This week, one of the greatest names in streaming is in the limelight. Big events in gaming often occur in places you wouldn’t anticipate. Shroud, a well-known streamer and former esports star, has publicly backed ARC Raiders for Game of the Year 2025 and asked his followers not to let Clair Obscur: Expedition 33 take the award.
Here’s a deeper look at what he said, why it matters, and how this moment reflects the broader competition in the year’s GOTY race.
Shroud’s stance: What did he say?
Shroud told fans to vote for ARC Raiders during a recent livestream. He remarked, “Dude, we’ve got to make sure that this game wins Game of the Year, by the way. Do not let that Expedition game win Game of the Year. Do not let it! Absolutely, do not! We all have to band together to make this game win.”
He said that he has never voted for an award before, but this year he would because he feels ARC Raiders deserves it.

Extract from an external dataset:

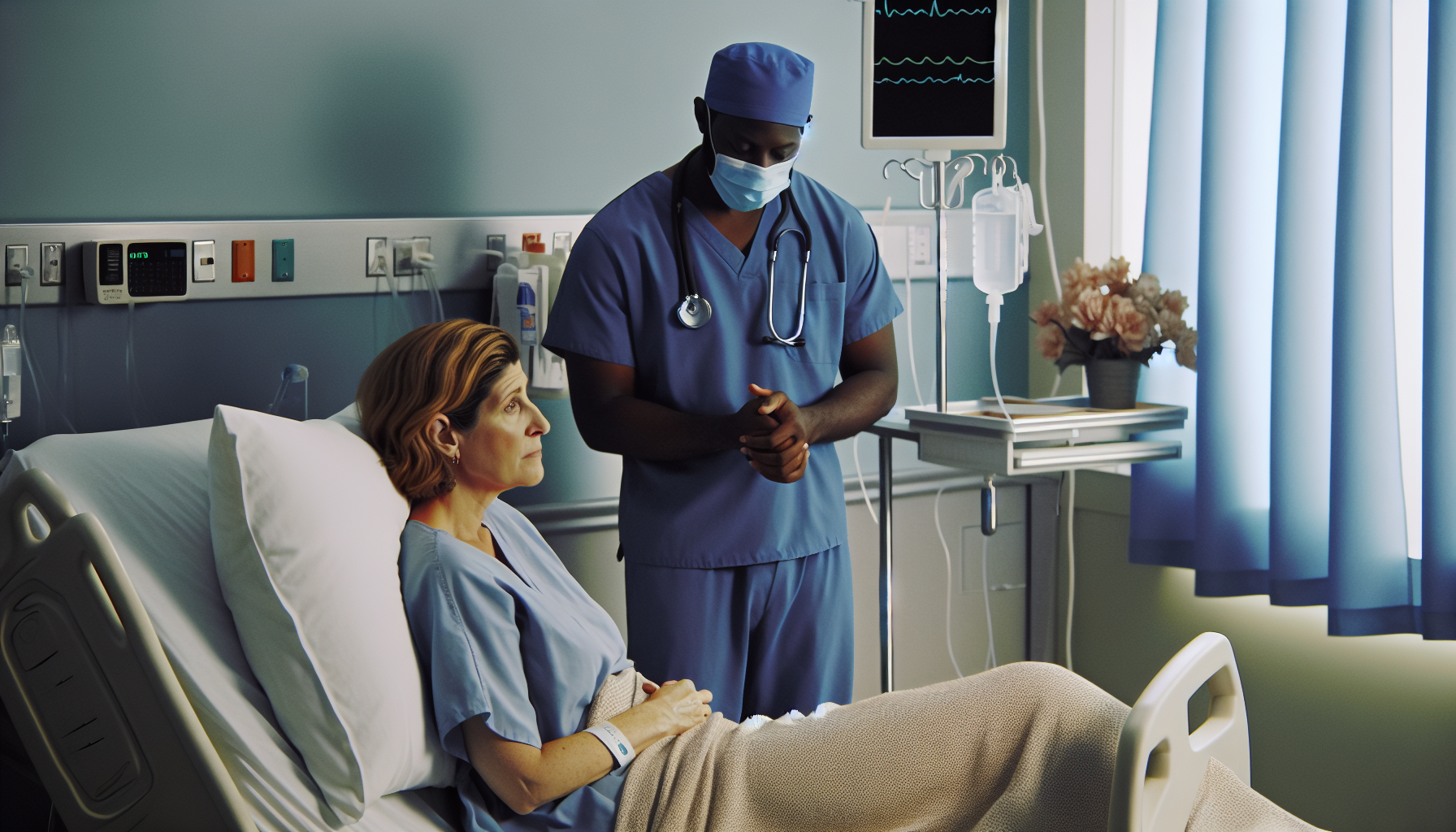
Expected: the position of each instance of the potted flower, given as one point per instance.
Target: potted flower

A streamer’s influence on the GOTY conversation
Shroud is one of the most significant individuals in gaming content development, and his support for ARC Raiders probably gets more attention than most multiplayer games do. His call to arms changes the discourse around GOTY beyond just narrative single-player games to include well-known multiplayer games as well.
A clash of genres and expectations
Embark Studios and Nexon’s ARC Raiders is a multiplayer extraction/shooter game that focuses on tactical collaboration and emergent extraction-action. Conversely, Clair Obscur: Expedition 33 is a single-player game with an engaging storyline, an immersive world, and genre-defining turn-based combat.
What Shroud is doing is effectively saying: “Don’t overlook the multiplayer experience — it can carry GOTY too.” It challenges the common assumption that only solo, narrative-heavy games win these accolades.
A signal of what kinds of games the community values
Shroud tells his fans to support ARC Raiders, which shows that multiplayer gameplay, live service potential, and the player community are equally as important as story-driven campaigns. It could lead to more varied winners of the Game of the Year award in the future.
Shroud’s public push isn’t just for one game, as it’s also about how the awards are changing and how we value different kinds of gaming experiences. If ARC Raiders wins, it would be a big deal since it would show that multiplayer extraction games are being talked about as Game of the Year candidates.
For the awards ecosystem, it raises questions about genre bias and the criteria used to crown a Game of the Year. Maybe the definition is evolving.